8 Ağustos’ta Washington’da ABD Başkanı Trump, Ermenistan Başbakanı Paşinyan ve Azerbaycan Cumhurbaşkanı Aliyev’in hararetli el sıkışmaları, gülen yüzleri ve memnun suratlarının ardında aslında yeni bir Kafkasya dizaynı vardı. Ermenistan, Azerbaycan, ABD, Rusya, İran ve Türkiye’nin kazanımı ve kaybı farklı farklıydı. Gelinen noktayı görüşmelere Ermenistan tarafından katılan Las Vegas Nevada Üniversitesi’nde ders veren, uluslararası güvenlik, jeopolitik konularında uzman siyaset bilimi profesörü Nerses Kopalyan, Agos’a değerlendirdi.
Washington’daki görüşmelere katılanlardan biriydiniz. Esas olarak ne oldu, kim ne kazandı?
Şu an elimizde 8 Ağustos’ta Washington’da başlayan bir normalleşme süreci var. Buna “Washington Anlaşması” diyoruz. Bu bir barış anlaşması değil, barış anlaşmasını da içeren bir normalleşme süreci. Yani bu, tüm sorunları çözmek için yapılan tek seferlik bir toplantı ve paket bir anlaşma değildi, bir süreç bu. Trump yönetimi, çatışmayı savaş alanından alıp normalleşme alanına taşıdı. Bu ilk adımdı. Ardından, barış anlaşmasını nihai hale getirmek ve Ermenistan ile Azerbaycan arasındaki sorunları çözmek için yaklaşık 3-3,5 yıl sürecek bir çalışma öngörüyorlardı. 17 maddelik barış taslağı, Trump yönetimi daha resme girmeden önce Azerbaycan ve Ermenistan arasında paraf edilmişti. Washington onun devamıydı. Şimdi devam eden bir normalleşme süreci var ve umulan, bu sürecin bir barış anlaşmasıyla sonuçlanması.
Washington’da, her iki taraf da barış anlaşması taslağına onay verdi ve şimdi nihai barış anlaşmasını imzalamak için çalışacaklar. Bunlar, iki ayrı süreç. Washington’da imzalanan ortak deklarasyon ise ilişkileri normalleştirmek ve transit yol sorununun çözümünü sağlamak amacıyla yapıldı.

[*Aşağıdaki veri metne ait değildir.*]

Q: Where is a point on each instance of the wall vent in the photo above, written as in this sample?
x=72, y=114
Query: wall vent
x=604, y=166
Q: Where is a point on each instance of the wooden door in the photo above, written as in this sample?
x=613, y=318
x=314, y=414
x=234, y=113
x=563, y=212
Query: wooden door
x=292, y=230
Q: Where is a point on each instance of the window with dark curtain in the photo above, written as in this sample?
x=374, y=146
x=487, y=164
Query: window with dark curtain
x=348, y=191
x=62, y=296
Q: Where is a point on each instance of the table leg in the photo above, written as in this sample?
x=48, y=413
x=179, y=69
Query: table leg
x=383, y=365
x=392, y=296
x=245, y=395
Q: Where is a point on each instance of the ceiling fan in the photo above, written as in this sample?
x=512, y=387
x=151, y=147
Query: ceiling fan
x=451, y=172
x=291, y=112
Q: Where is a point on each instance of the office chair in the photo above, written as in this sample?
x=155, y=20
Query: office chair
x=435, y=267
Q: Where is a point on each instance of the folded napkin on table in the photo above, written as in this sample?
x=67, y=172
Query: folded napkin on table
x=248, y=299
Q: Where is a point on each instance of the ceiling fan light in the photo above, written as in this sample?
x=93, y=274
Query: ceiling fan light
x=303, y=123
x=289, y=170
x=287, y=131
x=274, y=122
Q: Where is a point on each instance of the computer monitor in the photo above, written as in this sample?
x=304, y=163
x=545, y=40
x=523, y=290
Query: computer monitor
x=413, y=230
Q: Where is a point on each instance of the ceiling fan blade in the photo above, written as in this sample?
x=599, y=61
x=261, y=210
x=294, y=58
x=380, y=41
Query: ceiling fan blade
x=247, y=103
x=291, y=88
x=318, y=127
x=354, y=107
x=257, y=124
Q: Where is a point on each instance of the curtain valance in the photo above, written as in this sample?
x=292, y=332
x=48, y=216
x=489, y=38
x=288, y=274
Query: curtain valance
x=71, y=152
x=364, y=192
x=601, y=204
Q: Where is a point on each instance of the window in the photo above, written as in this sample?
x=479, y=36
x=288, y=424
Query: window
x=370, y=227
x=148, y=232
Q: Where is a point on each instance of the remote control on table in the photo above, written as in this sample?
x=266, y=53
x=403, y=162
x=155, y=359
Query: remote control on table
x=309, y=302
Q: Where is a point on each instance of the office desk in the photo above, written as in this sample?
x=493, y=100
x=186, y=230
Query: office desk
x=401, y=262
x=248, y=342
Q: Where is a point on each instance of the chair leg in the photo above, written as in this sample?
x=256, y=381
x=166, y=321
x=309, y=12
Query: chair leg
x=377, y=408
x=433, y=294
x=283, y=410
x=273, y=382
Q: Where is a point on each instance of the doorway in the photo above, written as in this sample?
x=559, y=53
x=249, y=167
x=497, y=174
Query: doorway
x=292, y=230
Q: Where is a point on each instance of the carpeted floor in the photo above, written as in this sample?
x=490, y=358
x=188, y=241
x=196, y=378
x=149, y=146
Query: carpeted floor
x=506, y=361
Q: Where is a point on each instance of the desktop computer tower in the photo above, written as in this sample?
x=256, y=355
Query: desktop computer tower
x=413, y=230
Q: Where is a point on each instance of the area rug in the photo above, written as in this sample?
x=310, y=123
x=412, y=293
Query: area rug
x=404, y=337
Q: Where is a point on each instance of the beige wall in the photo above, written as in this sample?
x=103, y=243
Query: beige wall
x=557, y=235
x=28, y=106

Başta durum şuydu: ABD gelip ilk genel duruma baktığında, “yol’ meselesini çözmezse Azerbaycan’ın bunu bahane ederek güç kullanarak istikrarsızlık yaratacağını ve ilişkileri normalleştirmeyeceğini anlamıştı. Bu nedenle, bu toplantının en önemli sonucu TRIPP ya da “Trump Yolu” olarak adlandırılan ticari yol oldu. Böylece normalleşme süreci önünde en büyük engel olarak görülen sorun çözüldü. Ayrıca ABD, Azerbaycan’ı şartları kabul etmeye ikna edebildi ve Azerbaycan’a Aliyev’in aşırı talepkar pozisyonundan geri adım attırmayı başardı. Başlangıçta, Aliyev “kesintisiz erişim” dediğinde, temelde şunu söylüyordu: “İstediğim her şeyi Ermenistan üzerinden Nahcivan’a geçirebilmeliyim. Askeri teçhizat da olabilir, başka bir şey de ama kontrol olmayacak.”

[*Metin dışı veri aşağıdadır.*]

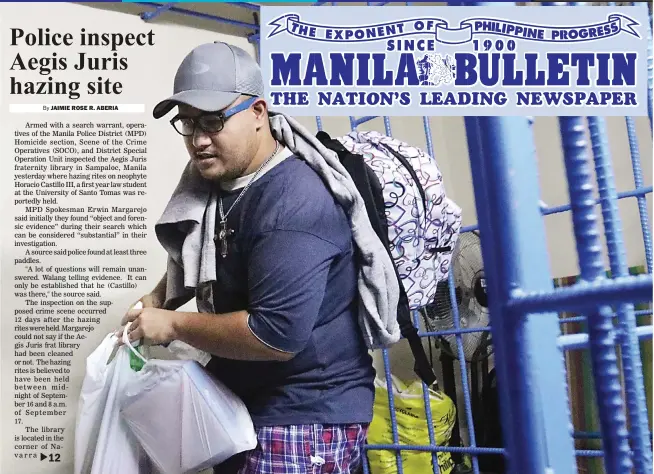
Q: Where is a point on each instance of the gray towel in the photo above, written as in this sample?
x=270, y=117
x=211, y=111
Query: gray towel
x=187, y=227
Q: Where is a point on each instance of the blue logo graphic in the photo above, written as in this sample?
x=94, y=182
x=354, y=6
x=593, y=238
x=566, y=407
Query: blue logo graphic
x=615, y=24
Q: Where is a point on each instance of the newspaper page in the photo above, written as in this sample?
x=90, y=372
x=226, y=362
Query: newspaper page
x=87, y=170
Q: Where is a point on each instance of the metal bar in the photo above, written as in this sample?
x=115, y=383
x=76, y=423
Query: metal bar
x=630, y=349
x=472, y=441
x=526, y=378
x=387, y=126
x=638, y=192
x=580, y=341
x=580, y=319
x=427, y=402
x=600, y=327
x=638, y=182
x=649, y=60
x=147, y=16
x=438, y=449
x=205, y=16
x=582, y=296
x=391, y=408
x=450, y=332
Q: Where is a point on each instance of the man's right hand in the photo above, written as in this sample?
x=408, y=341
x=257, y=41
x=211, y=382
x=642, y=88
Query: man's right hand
x=151, y=300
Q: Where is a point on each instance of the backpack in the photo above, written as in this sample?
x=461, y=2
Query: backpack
x=398, y=183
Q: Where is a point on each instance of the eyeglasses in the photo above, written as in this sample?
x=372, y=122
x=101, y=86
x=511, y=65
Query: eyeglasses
x=209, y=122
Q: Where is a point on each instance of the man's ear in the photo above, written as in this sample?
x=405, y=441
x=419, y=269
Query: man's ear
x=260, y=109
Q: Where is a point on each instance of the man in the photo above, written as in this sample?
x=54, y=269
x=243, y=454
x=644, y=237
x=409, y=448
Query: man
x=284, y=334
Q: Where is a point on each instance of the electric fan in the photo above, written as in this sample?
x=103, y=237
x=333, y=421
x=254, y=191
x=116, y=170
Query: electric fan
x=470, y=298
x=471, y=302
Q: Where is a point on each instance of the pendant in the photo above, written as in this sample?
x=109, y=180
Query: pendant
x=223, y=234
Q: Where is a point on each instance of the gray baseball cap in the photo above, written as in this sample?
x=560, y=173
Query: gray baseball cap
x=211, y=77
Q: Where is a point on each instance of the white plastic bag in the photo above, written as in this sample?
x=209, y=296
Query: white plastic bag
x=183, y=417
x=103, y=442
x=91, y=403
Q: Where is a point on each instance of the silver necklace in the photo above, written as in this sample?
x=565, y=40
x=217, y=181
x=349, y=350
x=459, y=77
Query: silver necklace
x=224, y=232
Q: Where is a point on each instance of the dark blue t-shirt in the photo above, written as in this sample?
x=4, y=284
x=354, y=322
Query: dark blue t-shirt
x=291, y=265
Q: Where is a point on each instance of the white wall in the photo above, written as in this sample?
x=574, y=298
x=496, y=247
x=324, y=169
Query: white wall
x=149, y=79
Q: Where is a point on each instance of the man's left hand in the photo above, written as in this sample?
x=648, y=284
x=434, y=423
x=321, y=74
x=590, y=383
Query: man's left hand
x=154, y=326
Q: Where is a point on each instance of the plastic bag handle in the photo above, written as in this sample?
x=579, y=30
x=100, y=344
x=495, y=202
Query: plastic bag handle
x=126, y=341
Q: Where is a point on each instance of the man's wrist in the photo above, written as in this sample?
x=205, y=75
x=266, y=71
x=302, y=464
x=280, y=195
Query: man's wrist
x=179, y=325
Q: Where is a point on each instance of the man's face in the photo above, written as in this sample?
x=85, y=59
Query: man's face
x=224, y=155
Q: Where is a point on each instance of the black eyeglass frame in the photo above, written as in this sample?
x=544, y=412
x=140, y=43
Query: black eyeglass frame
x=222, y=115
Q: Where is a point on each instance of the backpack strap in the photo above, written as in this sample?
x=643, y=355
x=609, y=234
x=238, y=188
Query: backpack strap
x=370, y=189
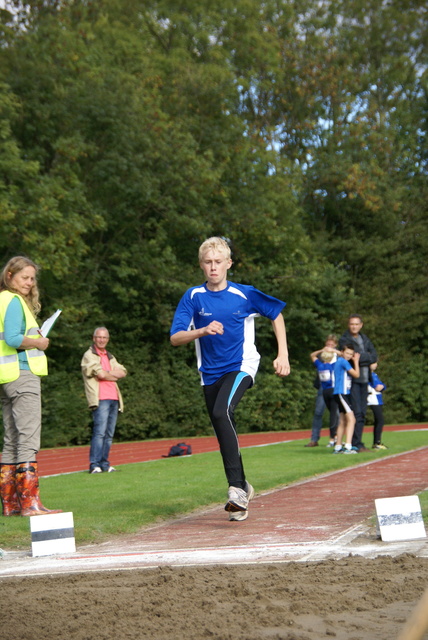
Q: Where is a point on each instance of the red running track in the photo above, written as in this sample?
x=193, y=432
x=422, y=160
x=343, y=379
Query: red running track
x=73, y=459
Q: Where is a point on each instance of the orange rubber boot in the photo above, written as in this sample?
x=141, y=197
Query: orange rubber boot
x=9, y=497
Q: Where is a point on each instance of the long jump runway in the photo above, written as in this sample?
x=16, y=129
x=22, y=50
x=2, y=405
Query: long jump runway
x=330, y=516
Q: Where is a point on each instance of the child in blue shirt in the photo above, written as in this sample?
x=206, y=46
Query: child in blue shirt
x=343, y=374
x=324, y=360
x=218, y=316
x=375, y=402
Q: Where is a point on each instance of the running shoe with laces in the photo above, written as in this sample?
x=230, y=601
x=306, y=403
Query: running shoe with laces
x=238, y=499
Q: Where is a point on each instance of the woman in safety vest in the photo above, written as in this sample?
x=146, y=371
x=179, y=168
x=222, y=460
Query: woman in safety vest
x=22, y=362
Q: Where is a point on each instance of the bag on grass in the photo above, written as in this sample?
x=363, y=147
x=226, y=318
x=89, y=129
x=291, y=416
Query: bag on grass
x=180, y=449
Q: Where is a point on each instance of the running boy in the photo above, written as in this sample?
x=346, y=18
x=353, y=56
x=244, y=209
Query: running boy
x=342, y=390
x=219, y=316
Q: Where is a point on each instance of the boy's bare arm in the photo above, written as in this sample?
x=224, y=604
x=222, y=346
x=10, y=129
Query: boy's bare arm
x=281, y=363
x=184, y=337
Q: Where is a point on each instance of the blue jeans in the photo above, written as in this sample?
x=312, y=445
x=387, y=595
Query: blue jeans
x=105, y=418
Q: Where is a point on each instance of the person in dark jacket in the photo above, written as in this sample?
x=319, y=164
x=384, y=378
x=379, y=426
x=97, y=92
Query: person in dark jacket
x=359, y=390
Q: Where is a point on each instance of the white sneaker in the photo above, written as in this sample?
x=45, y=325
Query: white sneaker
x=238, y=499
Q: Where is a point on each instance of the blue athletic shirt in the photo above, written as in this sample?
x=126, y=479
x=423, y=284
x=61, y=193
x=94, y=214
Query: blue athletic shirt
x=235, y=307
x=342, y=379
x=325, y=373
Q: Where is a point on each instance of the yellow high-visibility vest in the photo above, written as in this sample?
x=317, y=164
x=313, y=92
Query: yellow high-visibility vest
x=9, y=363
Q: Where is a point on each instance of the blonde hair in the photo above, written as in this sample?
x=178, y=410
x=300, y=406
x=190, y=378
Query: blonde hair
x=214, y=244
x=14, y=266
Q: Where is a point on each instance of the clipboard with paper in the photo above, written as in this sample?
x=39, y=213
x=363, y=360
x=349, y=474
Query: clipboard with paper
x=49, y=323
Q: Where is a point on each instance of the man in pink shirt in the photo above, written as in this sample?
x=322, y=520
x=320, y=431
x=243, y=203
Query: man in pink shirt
x=101, y=371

Süreç böyle sonuçlanmadı. Anlaşmaya göre Ermenistan sınırında denetim olacak, Azerbaycan sadece ticari mal taşıyabilecek ve izin verilen ürünler taşınabilecek. Aliyev’in kabul ettiği bu uzlaşma, ABD ve Ermenistan ile yapılan üç aylık müzakereler sonucunda gerçekleşti. “Yol”un normalleşme sürecinin temeli olarak görülmesi ve ayrı bir barış anlaşmasının nihai hale gelmesi için yaklaşık üç yıllık bir süreç var. Yani bu süreçlerden biri diğerinin yerine geçmiyor.
Paralel süreçler söz konusu yani. Peki hangisi önce başlayacak?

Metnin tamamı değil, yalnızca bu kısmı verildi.